How to prove that $2^{n-1}=1+1+2+4+\dotsb+2^{n-2}$ for $n>1$? This is a claim in a textbook that I'm using, although it was not proven.
When trying this for small $n$'s it is clear.
\begin{align}
2^2&=1+1+2^1=4\\
2^3&=1+1+2+2^2\\
2^4&=1+1+2+4+2^3
\end{align}
What I was thinking for the proof was $2^{n-1}=2(2^{n-2})=2^{n-2}+2^{n-2}$, but obviously that's not incorporating addition, so I don't know where to go on.
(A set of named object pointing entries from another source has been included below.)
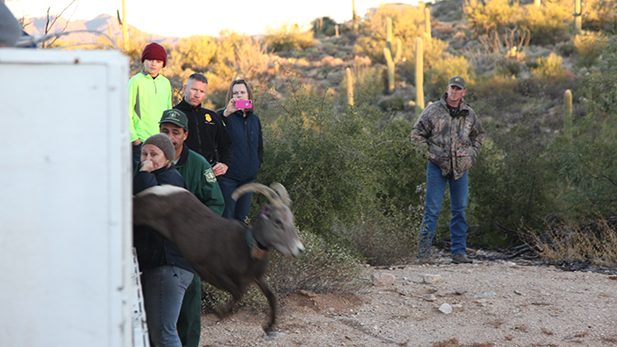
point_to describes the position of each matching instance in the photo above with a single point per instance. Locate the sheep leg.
(263, 286)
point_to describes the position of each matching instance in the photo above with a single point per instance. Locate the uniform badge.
(210, 176)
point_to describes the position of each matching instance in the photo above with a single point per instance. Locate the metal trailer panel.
(65, 199)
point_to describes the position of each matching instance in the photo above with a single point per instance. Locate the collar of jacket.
(183, 105)
(240, 114)
(184, 155)
(461, 106)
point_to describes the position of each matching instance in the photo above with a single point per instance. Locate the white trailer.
(65, 199)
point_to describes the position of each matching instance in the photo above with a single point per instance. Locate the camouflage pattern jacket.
(451, 142)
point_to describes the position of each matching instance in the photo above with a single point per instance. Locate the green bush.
(491, 15)
(407, 25)
(548, 24)
(288, 37)
(589, 46)
(324, 26)
(549, 68)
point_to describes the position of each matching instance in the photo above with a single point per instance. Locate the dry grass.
(595, 242)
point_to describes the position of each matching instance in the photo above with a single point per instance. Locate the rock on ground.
(492, 302)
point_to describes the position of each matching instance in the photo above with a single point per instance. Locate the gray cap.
(176, 117)
(457, 81)
(163, 142)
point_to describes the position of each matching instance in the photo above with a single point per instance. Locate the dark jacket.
(452, 140)
(152, 249)
(200, 179)
(208, 135)
(247, 141)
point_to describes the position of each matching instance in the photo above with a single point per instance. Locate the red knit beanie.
(154, 51)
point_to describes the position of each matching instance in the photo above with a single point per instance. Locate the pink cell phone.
(244, 104)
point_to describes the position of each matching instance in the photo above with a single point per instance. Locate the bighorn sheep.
(226, 253)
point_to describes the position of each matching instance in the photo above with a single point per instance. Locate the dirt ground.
(494, 303)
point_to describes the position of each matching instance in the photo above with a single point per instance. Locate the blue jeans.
(235, 209)
(164, 288)
(459, 192)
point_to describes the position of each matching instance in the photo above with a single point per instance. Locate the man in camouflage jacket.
(449, 134)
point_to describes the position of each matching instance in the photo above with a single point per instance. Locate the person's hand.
(231, 108)
(219, 169)
(147, 166)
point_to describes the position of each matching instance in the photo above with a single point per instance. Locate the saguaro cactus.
(391, 59)
(427, 22)
(567, 122)
(419, 76)
(354, 16)
(349, 87)
(578, 20)
(125, 29)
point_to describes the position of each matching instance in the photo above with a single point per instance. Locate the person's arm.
(260, 143)
(420, 133)
(209, 191)
(224, 144)
(476, 135)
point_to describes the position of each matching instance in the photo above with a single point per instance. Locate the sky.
(182, 18)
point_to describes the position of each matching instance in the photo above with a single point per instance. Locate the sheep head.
(275, 225)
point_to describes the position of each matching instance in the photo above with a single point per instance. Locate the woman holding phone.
(245, 130)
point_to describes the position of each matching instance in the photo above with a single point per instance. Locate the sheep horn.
(282, 192)
(259, 188)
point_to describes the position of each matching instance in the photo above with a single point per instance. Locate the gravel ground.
(494, 303)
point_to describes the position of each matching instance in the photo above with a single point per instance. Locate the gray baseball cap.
(457, 81)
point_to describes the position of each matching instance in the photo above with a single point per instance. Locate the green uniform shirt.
(201, 181)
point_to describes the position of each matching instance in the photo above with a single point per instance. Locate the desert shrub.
(368, 83)
(323, 268)
(324, 26)
(196, 52)
(384, 240)
(565, 49)
(588, 164)
(547, 24)
(288, 37)
(600, 15)
(589, 46)
(508, 67)
(443, 68)
(491, 15)
(407, 23)
(432, 52)
(512, 184)
(319, 152)
(594, 241)
(549, 68)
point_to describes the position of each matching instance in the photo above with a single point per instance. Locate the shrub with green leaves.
(548, 24)
(407, 25)
(491, 15)
(589, 46)
(549, 68)
(288, 37)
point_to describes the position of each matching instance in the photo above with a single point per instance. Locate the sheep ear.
(265, 211)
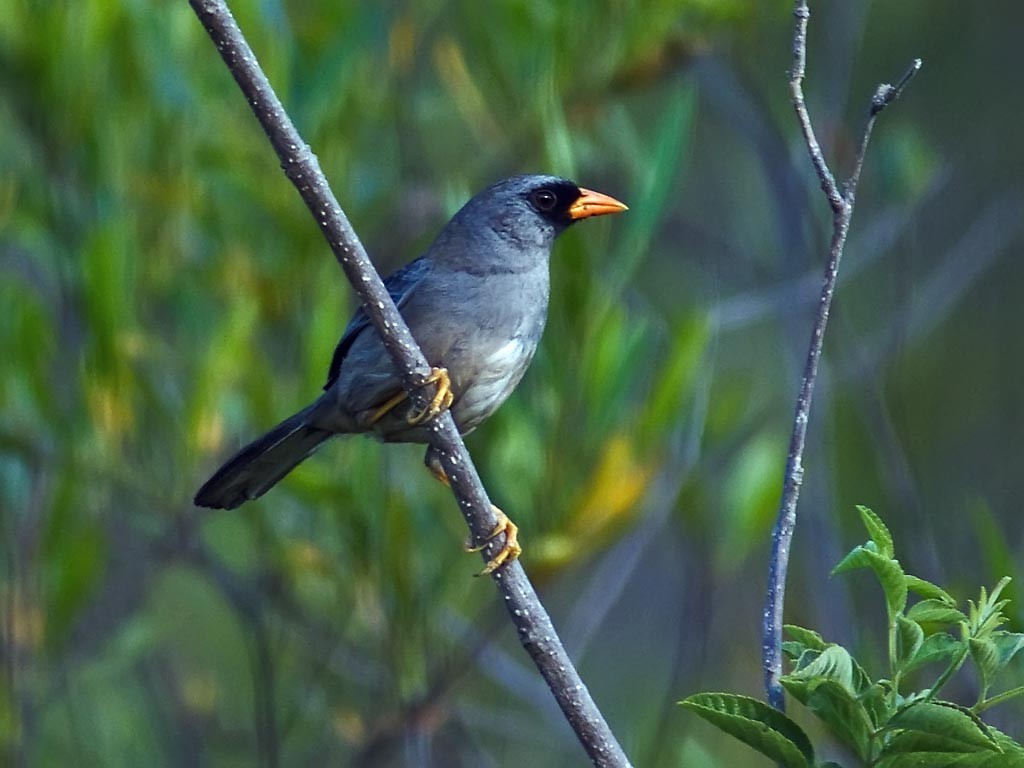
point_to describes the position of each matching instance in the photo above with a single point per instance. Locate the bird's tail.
(261, 464)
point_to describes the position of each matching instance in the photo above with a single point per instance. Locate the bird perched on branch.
(475, 302)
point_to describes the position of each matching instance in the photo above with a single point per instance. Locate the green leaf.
(947, 721)
(879, 532)
(835, 705)
(1008, 644)
(888, 571)
(915, 750)
(835, 664)
(992, 653)
(986, 658)
(935, 611)
(938, 647)
(909, 638)
(929, 590)
(756, 724)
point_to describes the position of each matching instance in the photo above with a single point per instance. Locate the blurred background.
(165, 298)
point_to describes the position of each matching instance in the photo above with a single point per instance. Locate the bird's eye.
(544, 200)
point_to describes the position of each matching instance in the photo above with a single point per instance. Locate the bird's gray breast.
(491, 347)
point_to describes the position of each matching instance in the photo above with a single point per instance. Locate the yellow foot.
(509, 552)
(442, 397)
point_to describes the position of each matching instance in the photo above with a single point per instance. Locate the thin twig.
(536, 630)
(841, 200)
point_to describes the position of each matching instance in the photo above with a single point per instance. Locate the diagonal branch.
(300, 165)
(841, 200)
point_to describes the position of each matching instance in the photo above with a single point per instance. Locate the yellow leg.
(442, 397)
(441, 400)
(511, 549)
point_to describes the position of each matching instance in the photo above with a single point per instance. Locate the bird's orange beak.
(594, 204)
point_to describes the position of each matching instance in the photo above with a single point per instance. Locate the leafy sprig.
(881, 722)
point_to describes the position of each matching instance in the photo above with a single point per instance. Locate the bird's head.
(526, 213)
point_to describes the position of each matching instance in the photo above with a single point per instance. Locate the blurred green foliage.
(165, 297)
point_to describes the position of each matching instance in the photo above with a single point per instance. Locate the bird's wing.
(399, 285)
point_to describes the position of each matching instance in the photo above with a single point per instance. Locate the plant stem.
(842, 203)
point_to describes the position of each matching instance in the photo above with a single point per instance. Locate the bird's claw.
(510, 550)
(441, 400)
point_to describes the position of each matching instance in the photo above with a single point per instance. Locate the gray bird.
(476, 303)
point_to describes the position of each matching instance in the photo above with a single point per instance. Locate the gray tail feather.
(261, 464)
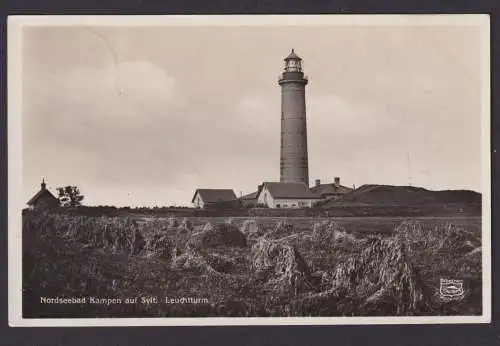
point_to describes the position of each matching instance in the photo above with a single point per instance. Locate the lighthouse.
(293, 155)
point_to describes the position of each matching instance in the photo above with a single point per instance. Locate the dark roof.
(215, 195)
(292, 55)
(43, 193)
(252, 195)
(289, 190)
(331, 189)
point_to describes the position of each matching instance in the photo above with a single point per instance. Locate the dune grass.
(247, 267)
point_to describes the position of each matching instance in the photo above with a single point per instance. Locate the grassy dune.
(248, 267)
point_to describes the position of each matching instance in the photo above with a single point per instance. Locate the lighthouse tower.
(294, 159)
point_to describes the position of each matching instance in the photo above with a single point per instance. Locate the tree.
(70, 196)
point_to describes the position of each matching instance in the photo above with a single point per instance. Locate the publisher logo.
(451, 290)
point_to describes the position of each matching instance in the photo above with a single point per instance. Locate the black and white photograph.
(218, 170)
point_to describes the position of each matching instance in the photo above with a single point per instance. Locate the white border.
(15, 25)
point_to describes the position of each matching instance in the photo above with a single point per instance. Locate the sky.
(143, 116)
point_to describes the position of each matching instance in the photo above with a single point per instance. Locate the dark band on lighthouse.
(294, 157)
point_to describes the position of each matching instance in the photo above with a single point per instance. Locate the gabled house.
(332, 190)
(206, 198)
(249, 200)
(43, 199)
(286, 195)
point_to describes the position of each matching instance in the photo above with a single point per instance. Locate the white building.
(286, 195)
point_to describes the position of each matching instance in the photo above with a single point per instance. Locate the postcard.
(249, 170)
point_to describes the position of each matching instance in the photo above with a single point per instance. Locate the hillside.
(405, 195)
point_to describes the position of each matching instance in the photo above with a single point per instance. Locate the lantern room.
(293, 63)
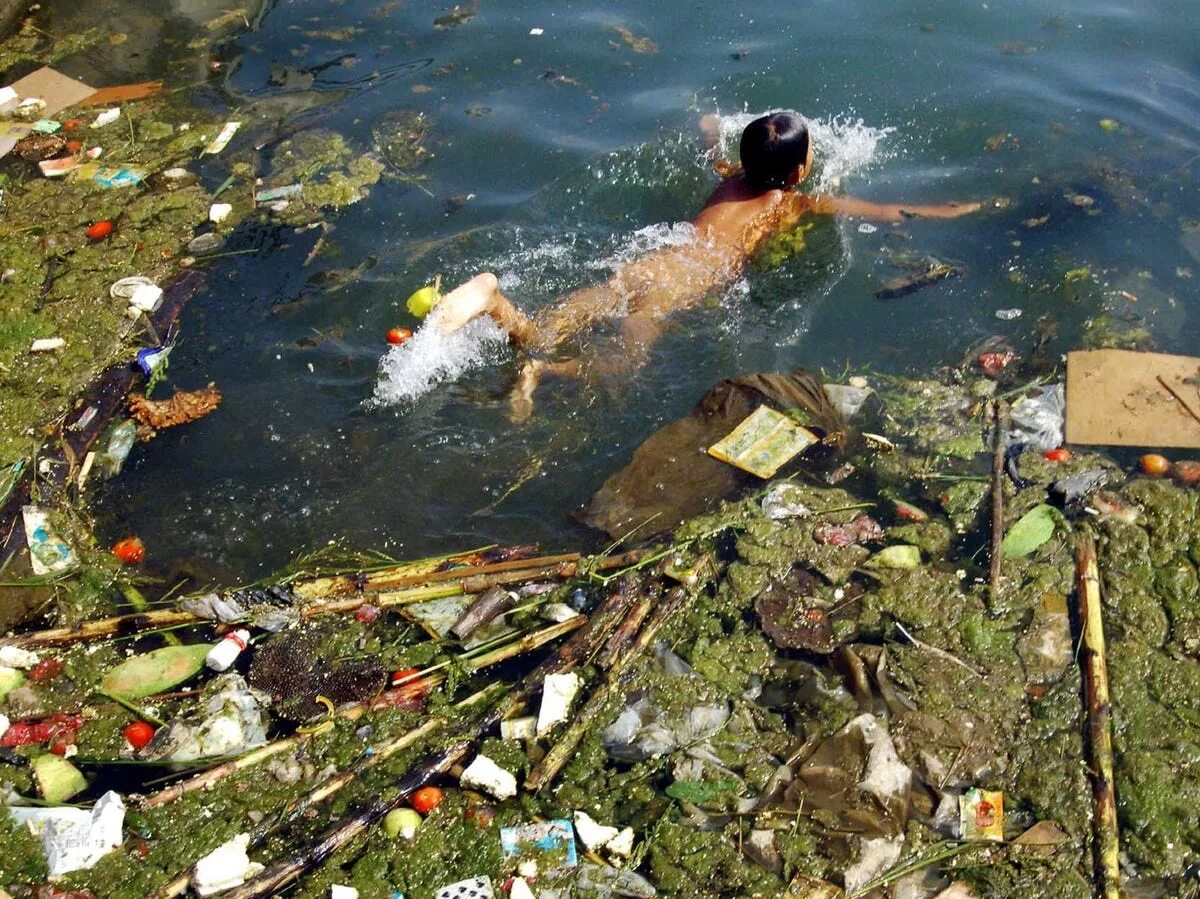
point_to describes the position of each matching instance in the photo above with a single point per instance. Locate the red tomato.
(138, 733)
(130, 550)
(1155, 465)
(61, 742)
(99, 231)
(425, 799)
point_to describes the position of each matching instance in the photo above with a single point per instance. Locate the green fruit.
(401, 822)
(10, 679)
(424, 300)
(57, 778)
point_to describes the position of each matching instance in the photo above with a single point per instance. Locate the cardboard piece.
(58, 90)
(1115, 397)
(123, 94)
(763, 443)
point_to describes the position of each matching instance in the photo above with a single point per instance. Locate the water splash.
(841, 145)
(431, 358)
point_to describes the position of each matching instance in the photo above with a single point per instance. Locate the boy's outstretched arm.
(892, 211)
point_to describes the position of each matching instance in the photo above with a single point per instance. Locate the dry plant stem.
(1000, 415)
(279, 874)
(297, 808)
(1180, 399)
(617, 682)
(208, 778)
(1099, 724)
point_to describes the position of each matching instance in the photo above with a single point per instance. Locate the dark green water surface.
(570, 143)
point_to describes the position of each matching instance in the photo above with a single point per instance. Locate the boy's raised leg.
(481, 295)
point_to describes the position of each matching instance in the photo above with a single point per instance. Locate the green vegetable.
(424, 300)
(401, 822)
(1030, 532)
(57, 778)
(899, 556)
(700, 791)
(155, 672)
(10, 679)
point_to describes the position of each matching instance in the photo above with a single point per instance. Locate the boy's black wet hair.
(772, 149)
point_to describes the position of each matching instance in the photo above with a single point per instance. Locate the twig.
(935, 651)
(275, 876)
(1182, 402)
(1099, 724)
(1000, 414)
(616, 683)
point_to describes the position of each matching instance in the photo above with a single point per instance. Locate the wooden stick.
(1180, 399)
(298, 807)
(1099, 724)
(1000, 414)
(211, 775)
(616, 683)
(275, 876)
(442, 583)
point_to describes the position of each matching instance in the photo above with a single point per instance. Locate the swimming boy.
(749, 205)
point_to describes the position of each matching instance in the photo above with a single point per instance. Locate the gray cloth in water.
(671, 475)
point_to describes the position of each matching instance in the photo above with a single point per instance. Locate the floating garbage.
(226, 867)
(982, 815)
(72, 838)
(205, 244)
(223, 137)
(48, 552)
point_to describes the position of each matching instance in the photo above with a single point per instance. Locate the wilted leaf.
(1030, 532)
(156, 671)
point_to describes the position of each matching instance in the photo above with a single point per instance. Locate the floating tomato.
(101, 229)
(130, 550)
(138, 733)
(1155, 465)
(426, 799)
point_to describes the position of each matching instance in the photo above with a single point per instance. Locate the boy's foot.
(466, 303)
(521, 397)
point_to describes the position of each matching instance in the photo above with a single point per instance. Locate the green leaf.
(700, 791)
(1030, 532)
(899, 556)
(155, 672)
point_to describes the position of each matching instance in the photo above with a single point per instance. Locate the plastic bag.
(1038, 419)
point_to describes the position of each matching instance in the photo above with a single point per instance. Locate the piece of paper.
(763, 443)
(1115, 397)
(75, 839)
(48, 553)
(55, 89)
(549, 843)
(123, 94)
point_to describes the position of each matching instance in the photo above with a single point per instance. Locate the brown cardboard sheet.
(1121, 397)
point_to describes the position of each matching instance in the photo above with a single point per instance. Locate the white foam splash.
(431, 357)
(841, 145)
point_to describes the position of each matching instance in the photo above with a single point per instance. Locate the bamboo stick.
(1000, 415)
(205, 779)
(275, 876)
(329, 787)
(431, 586)
(616, 683)
(1099, 724)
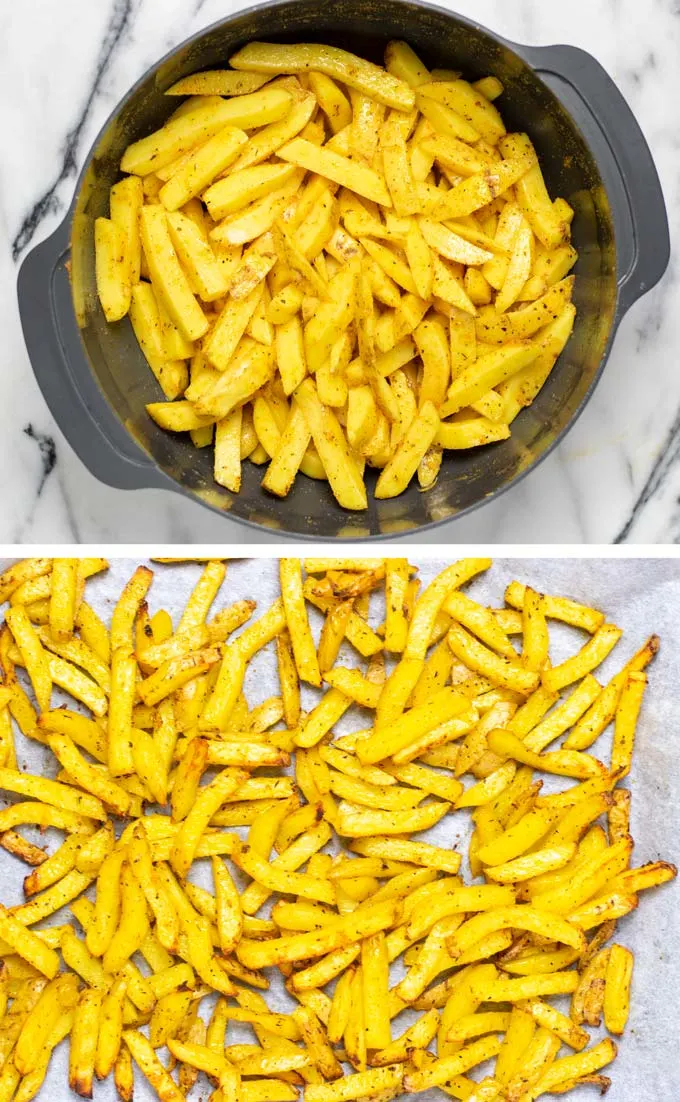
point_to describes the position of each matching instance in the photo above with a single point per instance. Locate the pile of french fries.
(328, 263)
(162, 763)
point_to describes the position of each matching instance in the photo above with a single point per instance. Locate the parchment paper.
(643, 596)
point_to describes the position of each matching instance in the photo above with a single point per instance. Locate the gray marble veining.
(616, 478)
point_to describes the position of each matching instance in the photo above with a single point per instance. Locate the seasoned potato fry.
(378, 896)
(395, 198)
(354, 72)
(112, 269)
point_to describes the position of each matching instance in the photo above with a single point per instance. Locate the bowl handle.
(625, 161)
(64, 376)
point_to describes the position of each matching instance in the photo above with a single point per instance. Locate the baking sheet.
(643, 596)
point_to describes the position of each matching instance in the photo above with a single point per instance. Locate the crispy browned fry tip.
(161, 756)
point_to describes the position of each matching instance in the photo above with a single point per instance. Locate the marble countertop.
(616, 478)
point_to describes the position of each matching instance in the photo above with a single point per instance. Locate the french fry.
(347, 68)
(553, 874)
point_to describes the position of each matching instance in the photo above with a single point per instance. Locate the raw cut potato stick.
(334, 268)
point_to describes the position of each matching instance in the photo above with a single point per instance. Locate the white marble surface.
(64, 66)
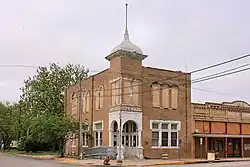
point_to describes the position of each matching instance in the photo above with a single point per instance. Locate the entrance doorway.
(130, 134)
(234, 147)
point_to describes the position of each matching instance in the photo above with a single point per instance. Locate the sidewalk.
(97, 162)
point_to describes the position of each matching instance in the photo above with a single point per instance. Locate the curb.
(30, 156)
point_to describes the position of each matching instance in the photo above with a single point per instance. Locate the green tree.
(8, 124)
(41, 116)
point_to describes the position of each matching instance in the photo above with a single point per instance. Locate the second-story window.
(99, 100)
(156, 93)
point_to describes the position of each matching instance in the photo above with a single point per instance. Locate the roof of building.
(126, 44)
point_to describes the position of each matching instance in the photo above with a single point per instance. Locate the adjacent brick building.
(223, 128)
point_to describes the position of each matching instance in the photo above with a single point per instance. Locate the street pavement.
(220, 164)
(14, 161)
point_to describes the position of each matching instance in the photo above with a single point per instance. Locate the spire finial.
(126, 36)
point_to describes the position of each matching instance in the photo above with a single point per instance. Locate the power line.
(222, 75)
(232, 69)
(210, 91)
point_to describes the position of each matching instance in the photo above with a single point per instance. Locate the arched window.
(156, 93)
(166, 96)
(99, 97)
(174, 97)
(86, 101)
(73, 104)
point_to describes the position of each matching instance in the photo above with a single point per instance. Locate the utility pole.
(120, 123)
(80, 110)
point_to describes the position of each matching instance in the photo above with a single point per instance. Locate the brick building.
(223, 128)
(153, 106)
(153, 109)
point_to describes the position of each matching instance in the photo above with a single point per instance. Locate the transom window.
(165, 133)
(98, 133)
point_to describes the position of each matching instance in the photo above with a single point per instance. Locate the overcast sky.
(176, 35)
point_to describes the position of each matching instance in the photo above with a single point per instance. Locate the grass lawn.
(15, 151)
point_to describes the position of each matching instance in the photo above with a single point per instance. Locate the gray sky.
(178, 35)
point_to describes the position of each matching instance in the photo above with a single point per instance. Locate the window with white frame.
(98, 134)
(85, 139)
(131, 91)
(73, 140)
(164, 133)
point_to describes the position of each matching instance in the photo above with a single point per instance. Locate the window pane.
(100, 138)
(96, 138)
(173, 126)
(174, 139)
(98, 126)
(155, 125)
(164, 126)
(83, 139)
(155, 138)
(164, 139)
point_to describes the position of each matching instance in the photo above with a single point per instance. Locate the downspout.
(92, 110)
(187, 83)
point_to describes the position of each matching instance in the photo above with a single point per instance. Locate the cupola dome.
(126, 44)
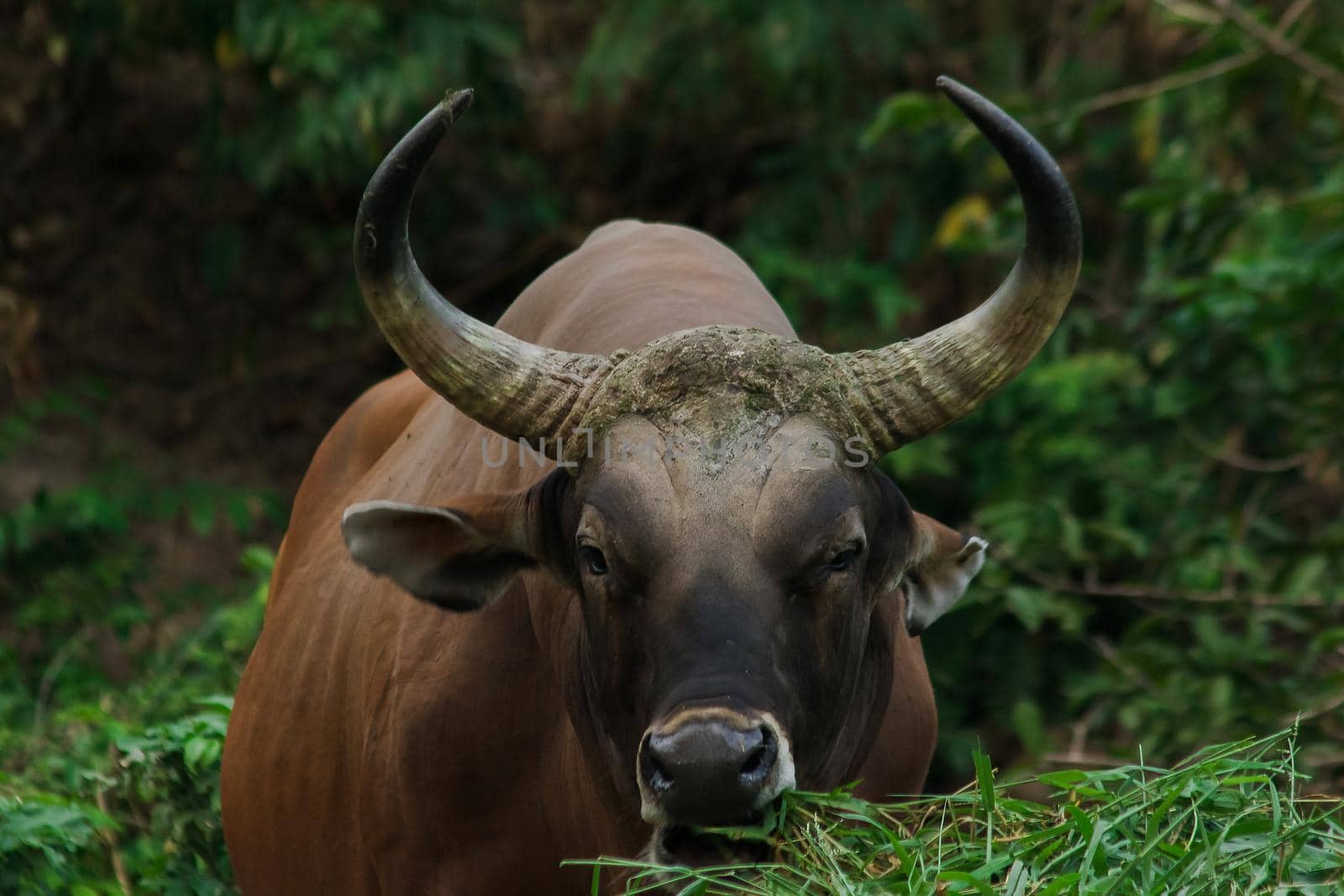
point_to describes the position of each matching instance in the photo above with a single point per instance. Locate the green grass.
(1229, 820)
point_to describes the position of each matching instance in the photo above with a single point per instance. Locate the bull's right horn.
(517, 389)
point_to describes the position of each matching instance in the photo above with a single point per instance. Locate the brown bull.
(714, 595)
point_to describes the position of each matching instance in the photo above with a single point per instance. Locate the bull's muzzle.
(712, 766)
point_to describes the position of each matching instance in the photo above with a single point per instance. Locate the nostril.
(761, 759)
(659, 777)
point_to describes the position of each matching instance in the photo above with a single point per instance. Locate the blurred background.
(179, 325)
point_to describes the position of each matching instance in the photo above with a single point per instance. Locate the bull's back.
(306, 783)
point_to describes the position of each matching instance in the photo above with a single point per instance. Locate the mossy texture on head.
(722, 383)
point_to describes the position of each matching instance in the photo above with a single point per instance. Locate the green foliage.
(1229, 820)
(96, 792)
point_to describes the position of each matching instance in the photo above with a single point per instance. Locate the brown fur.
(381, 745)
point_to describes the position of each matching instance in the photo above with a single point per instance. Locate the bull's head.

Is it just expressing $2^{n-2}$ as the first summation?
 A: In binary, this is
$$1+1+10+100+...+1\underbrace{00...00}_{n-2\text{ times}}=1+\underbrace{11...11}_{n-1\text{ times}}=1\underbrace{00...00}_{n-1\text{ times}}$$
which in decimal is $2^{n-1}$.
A: What you suggest basically seems to work - I'm going to change the leading value into $n$ rather than $n-1$ for ease of reading:
First, $2^1 = 1+1$ and $2^2 = 1+1+2 = 1+2^0+2^1$
Then using induction, assuming that the summation holds for lower $n$, we can use your observation $2^n = 2^{n-1} + 2^{n-1}$ and change the first $2^{n-1}$ into the summation form, giving  $2^{n} = 1+1 + 2 + \cdots + 2^{n-2} + 2^{n-1}$ as required.
A: Let me suggest 4 ways:

*

*$ a^{n}-b^{n}=(a-b)(a^{n-1} + ba^{n-2}+ ... + b^{n-1}) \Rightarrow 2^{n} = 2^{n} - 1 + 1 = 1+2+ ... +2^{n-1}  +1 $


*Considering all subsets from set with $ n>1 $ elements and considering map between subsets and binary numbers


*Mathematical Induction


*Newton's binomial theorem
A: It's because it's a geometric progression. Since
$$1+p_i+{p_i}^2+··· +{p_i}^{a_i} =  \dfrac{{p_i}^{a_i+1}-1}{p_i-1}. $$
you just add an extra one at the start of the progression.
A: Let $$x = \sum_{m=2}^{n}2^{m-2},$$ and note that $$1 + x = 1 + 1 + 2 + 4 + \dotsb + 2^{n-3} + 2^{n-2}\tag{1}.$$  Then, multiplying $(1)$ by $2$, we have $$2+2x = 2 + 2 + 4 + \dotsb + 2^{n-2} + 2^{n-1}\tag{2}.$$  We can rewrite $(1)$ as $$1 + x = 2 + 2 + 4 + \dotsb + 2^{n-3} + 2^{n-2}\tag{3}.$$  Subtracting $(3)$ from $(2)$ gives us $$1 + x = 2^{n-1},$$ which is the same as $$2^{n-1} = 1 + 1 + 2 + 4 + \dotsb + 2^{n-2}.$$
A: Let $S:=1+2+4+\dots+2^{n-2}$.
Then, since it's a geometric series, we have $S=\dfrac{1-2^{n-1}}{1-2}=2^{n-1}-1\implies S+1=2^{n-1}$.